No Claude Code lifecycle hooks configured. The app wraps Claude Code but does not inject settings.json hooks.

Scripts

Build scripts in scripts/ (npm build, installer packaging). No agent-lifecycle scripts.

05

Prompts

Open Cowork — Prompts

Prompt Architecture

Open Cowork's behavioral "prompts" live in the SKILL.md files under .claude/skills/. These are loaded by Claude Code when a task matches the skill's trigger conditions.

Verbatim Excerpt 1 — PPTX SKILL.md Header

---
name: pptx
description: "Presentation creation, editing, and analysis. When Claude needs to work with presentations (.pptx files) for: (1) Creating new presentations, (2) Modifying or editing content, (3) Working with layouts, (4) Adding comments or speaker notes, or any other presentation tasks"
license: Proprietary. LICENSE.txt has complete terms
---

# PPTX creation, editing, and analysis

## Overview

Create, edit, or analyze the contents of .pptx files when requested. A .pptx file is essentially a ZIP archive containing XML files and other resources. Different tools and workflows are available for different tasks.

## CRITICAL: Read All Documentation First

**Before starting any presentation task**, read ALL relevant documentation files completely to understand the full workflow:

1. **For creating new presentations**: Read [`html2pptx.md`](html2pptx.md) and [`css.md`](css.md) in their entirety
2. **For editing existing presentations**: Read [`ooxml.md`](ooxml.md) in its entirety
3. **For template-based creation**: Read the relevant sections of this file plus [`css.md`](css.md)

**NEVER set any range limits when reading these files.** Understanding the complete workflow, constraints, and best practices before starting is essential for producing high-quality presentations.
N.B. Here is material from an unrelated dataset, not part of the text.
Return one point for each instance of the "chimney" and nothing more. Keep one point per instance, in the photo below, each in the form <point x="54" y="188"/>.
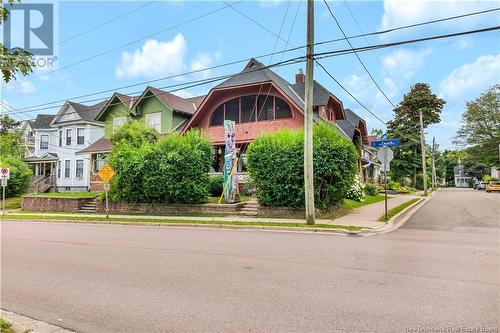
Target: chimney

Partial knowledge leads to errors, inconsistent styling, and visual defects that require rework.

Technique: Front-loads a hard "CRITICAL" gate before any action — forces the agent to read full documentation before proceeding. Similar to superpowers' "Iron Law" pattern (pre-built rationalization: "Partial knowledge leads to errors, inconsistent styling, and visual defects that require rework").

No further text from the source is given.